ジャズピアニストのジャズ批評

プロの耳で聞いたジャズをミュージシャン流に批評。

Ornithology Ⅲ

2009-12-17 00:45:43 | Weblog
ビバップという音楽についての見解はさまざまだ。長いキャリアを持つミュージシャンの中には、よく考えてみると本当に不思議な音楽だという印象を持っている人が多くいる。何故だろう?もちろん簡単な答えはない。強烈なインパクトとパワーを持った音楽が誰か特定の人物の思惑だけで生まれてくるはずもない。
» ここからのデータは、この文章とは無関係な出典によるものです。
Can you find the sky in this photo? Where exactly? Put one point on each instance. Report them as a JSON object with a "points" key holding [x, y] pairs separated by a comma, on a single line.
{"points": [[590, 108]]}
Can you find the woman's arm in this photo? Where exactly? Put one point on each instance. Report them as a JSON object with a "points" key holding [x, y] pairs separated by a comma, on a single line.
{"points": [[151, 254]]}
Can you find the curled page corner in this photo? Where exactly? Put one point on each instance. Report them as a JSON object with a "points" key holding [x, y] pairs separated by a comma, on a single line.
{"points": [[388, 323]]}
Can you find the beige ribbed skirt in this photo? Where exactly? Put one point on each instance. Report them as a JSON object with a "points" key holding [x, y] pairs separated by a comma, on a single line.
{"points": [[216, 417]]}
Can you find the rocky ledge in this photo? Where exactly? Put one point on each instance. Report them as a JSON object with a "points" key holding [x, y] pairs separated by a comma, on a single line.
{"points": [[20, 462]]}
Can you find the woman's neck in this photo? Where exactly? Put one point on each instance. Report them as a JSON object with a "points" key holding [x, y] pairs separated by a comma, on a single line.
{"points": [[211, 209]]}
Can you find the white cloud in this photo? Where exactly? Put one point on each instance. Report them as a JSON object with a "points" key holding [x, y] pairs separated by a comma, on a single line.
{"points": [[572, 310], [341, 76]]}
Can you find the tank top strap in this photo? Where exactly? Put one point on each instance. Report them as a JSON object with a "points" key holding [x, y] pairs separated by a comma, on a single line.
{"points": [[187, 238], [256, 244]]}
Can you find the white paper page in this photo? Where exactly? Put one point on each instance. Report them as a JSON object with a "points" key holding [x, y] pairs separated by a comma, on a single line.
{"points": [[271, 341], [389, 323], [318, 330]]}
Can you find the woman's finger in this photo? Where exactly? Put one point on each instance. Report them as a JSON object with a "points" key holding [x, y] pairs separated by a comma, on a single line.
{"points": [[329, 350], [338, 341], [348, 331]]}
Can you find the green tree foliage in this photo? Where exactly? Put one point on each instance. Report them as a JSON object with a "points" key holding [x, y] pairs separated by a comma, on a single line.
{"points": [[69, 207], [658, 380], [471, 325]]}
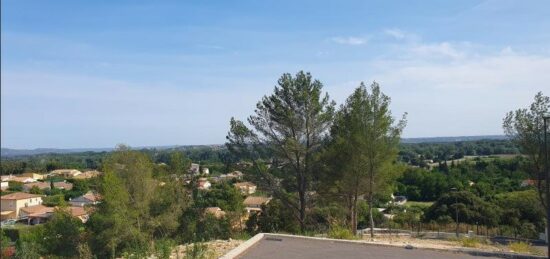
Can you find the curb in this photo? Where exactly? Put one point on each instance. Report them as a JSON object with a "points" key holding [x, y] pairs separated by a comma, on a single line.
{"points": [[243, 247], [475, 252]]}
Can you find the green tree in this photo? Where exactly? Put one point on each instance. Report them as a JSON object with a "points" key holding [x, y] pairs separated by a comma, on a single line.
{"points": [[526, 128], [35, 190], [178, 163], [290, 124], [364, 148], [113, 225], [62, 234]]}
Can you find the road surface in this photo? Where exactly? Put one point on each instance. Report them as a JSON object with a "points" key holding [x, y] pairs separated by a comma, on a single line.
{"points": [[291, 247]]}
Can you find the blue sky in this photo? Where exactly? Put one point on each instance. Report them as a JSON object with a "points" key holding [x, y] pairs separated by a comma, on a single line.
{"points": [[98, 73]]}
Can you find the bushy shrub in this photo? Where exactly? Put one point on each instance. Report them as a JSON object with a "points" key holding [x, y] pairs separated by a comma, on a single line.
{"points": [[339, 232]]}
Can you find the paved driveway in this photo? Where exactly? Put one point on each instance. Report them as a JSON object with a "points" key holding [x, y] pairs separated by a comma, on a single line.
{"points": [[291, 247]]}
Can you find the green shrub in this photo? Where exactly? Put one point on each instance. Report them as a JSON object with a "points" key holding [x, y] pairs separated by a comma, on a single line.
{"points": [[197, 251], [54, 200], [470, 241], [338, 232], [520, 247], [163, 248]]}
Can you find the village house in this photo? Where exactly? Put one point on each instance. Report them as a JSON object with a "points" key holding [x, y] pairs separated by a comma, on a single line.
{"points": [[21, 179], [246, 188], [80, 213], [233, 175], [67, 173], [203, 184], [34, 176], [528, 182], [399, 200], [87, 199], [36, 214], [4, 186], [254, 203], [194, 169], [11, 204], [87, 175], [216, 211], [47, 185]]}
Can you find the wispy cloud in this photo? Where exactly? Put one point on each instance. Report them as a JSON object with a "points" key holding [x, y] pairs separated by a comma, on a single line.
{"points": [[442, 49], [355, 41], [395, 33]]}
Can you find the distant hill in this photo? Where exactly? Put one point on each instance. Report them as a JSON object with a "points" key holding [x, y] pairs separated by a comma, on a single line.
{"points": [[10, 152], [452, 139]]}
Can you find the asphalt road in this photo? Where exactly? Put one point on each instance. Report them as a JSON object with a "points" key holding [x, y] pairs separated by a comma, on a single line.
{"points": [[290, 247]]}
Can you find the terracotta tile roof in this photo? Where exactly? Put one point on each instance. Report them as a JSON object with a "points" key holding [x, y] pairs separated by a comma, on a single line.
{"points": [[92, 196], [37, 209], [256, 200], [40, 185], [245, 184], [19, 196], [46, 185], [77, 211]]}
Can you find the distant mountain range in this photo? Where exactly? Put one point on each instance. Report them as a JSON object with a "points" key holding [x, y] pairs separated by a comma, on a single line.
{"points": [[452, 139], [10, 152]]}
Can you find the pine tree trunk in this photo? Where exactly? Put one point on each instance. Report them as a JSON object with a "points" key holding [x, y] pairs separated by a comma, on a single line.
{"points": [[371, 218]]}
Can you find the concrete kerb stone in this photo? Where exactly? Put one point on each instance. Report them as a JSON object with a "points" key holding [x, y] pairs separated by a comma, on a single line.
{"points": [[476, 252], [243, 247]]}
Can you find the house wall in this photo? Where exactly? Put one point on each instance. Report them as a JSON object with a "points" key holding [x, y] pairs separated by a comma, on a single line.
{"points": [[9, 205], [16, 205]]}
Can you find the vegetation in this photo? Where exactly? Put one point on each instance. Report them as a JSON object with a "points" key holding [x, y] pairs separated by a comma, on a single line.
{"points": [[326, 170]]}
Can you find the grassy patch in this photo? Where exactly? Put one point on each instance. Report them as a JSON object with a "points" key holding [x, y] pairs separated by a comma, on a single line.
{"points": [[524, 248], [471, 242], [338, 232], [420, 204]]}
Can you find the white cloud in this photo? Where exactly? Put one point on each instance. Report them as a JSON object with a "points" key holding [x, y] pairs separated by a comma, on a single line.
{"points": [[443, 49], [355, 41], [395, 33]]}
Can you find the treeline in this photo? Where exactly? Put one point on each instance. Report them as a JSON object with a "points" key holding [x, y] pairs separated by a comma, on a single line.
{"points": [[145, 209], [417, 154], [483, 177], [420, 154], [218, 157]]}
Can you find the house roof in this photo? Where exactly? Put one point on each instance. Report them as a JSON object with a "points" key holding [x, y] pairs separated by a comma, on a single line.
{"points": [[213, 209], [256, 200], [19, 196], [45, 185], [37, 210], [92, 196], [244, 184], [40, 185], [77, 211], [12, 178], [88, 174]]}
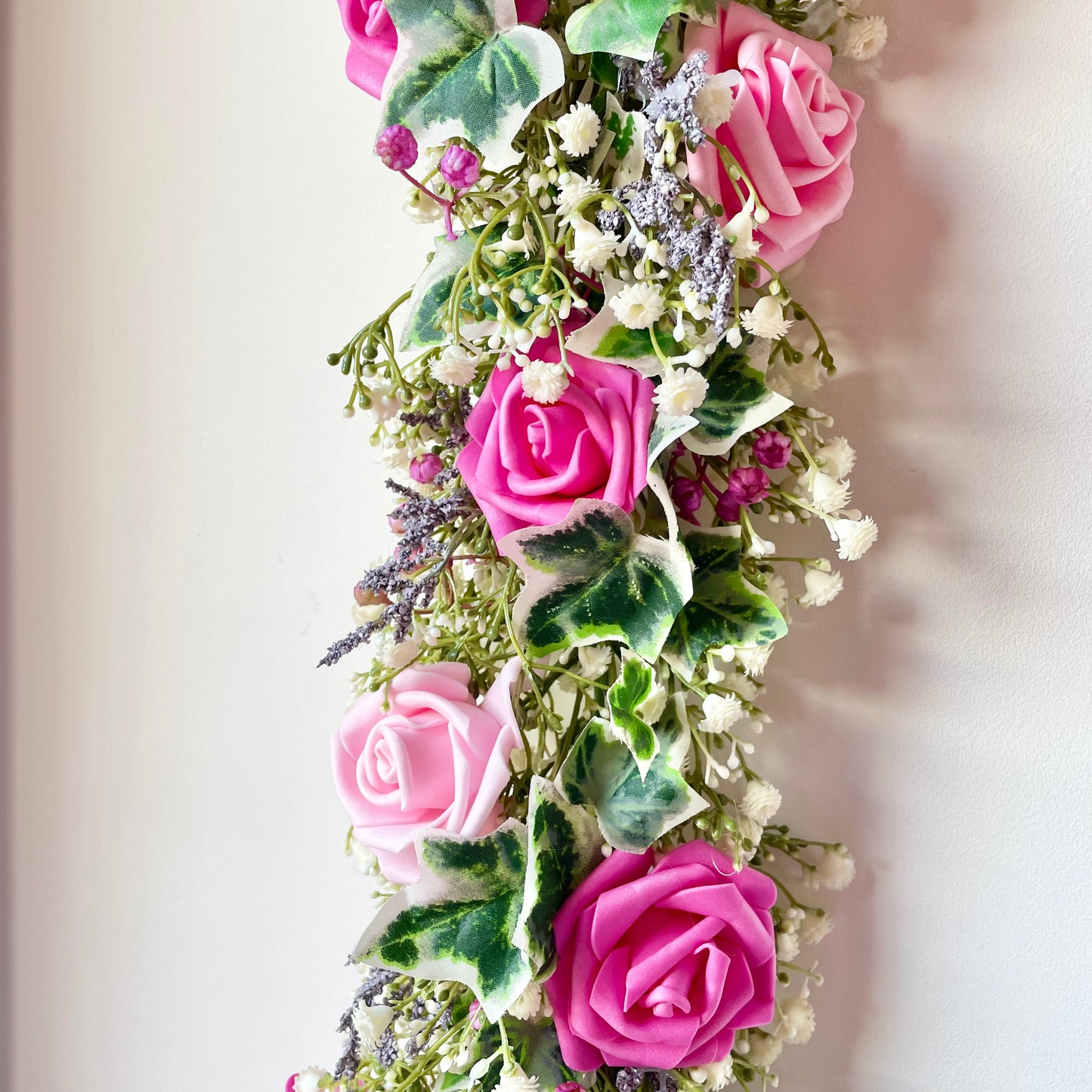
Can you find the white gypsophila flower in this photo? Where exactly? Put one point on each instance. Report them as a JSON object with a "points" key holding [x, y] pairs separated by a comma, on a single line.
{"points": [[713, 103], [753, 660], [517, 1080], [591, 248], [854, 537], [797, 1021], [682, 391], [828, 495], [527, 1005], [719, 713], [456, 366], [579, 130], [760, 802], [594, 660], [763, 1050], [421, 208], [653, 707], [821, 588], [370, 1021], [789, 947], [816, 927], [741, 228], [307, 1080], [544, 382], [837, 458], [391, 653], [638, 306], [572, 191], [866, 37], [836, 869], [767, 319]]}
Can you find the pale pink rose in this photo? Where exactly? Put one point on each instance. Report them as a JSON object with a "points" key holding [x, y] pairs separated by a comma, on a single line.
{"points": [[373, 41], [527, 463], [434, 760], [792, 129], [659, 970]]}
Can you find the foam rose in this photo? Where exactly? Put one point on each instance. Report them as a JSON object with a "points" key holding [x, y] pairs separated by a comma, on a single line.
{"points": [[527, 463], [373, 39], [660, 969], [792, 129], [434, 760]]}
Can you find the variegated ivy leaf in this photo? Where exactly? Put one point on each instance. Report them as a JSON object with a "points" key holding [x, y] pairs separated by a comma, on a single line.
{"points": [[738, 401], [564, 844], [591, 579], [627, 27], [466, 68], [725, 610], [631, 688], [633, 812], [458, 922]]}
それまでの何十年かのジャズの歴史に大きな理由があるのかもしれない。いろんなパワーがたまっていたのだろう。ビバップの誕生に貢献したのは当時のトッププレイヤーたちで新しいジャズの方向性を模索するうちにある一定のものがかたまってきたということだろう。だからビバップというのは曲がどうとかリズムがどうとか、ましてやアドリブフレーズ云々のことではない。彼らが目指した「ヒップな音楽」それの全体像だ。ところがそのムーヴメントの中心にはチャーリーパーカーというとんでもない人物がいた。稀代の天才だ。パーカーの音楽語法は独特だ。そしてまわりのミュージシャンも否応なしにそれにひっぱられていってしまった。モンクやマイルスのようにその渦中にいながら冷静に自分の音楽を作っていくのは大変だったと思う。パーカーの音楽はパーカー自身のものでだれもマネはできない。パーカーの語法だけをマネると音楽が歌わなくなってジャズの意義も消えうせてしまう。でもモダンジャズという音楽にはチャーリーパーカーが君臨している。避けては通れない。ジャズインプロヴィゼーションはいつも紙一重の危険性をはらんでいる。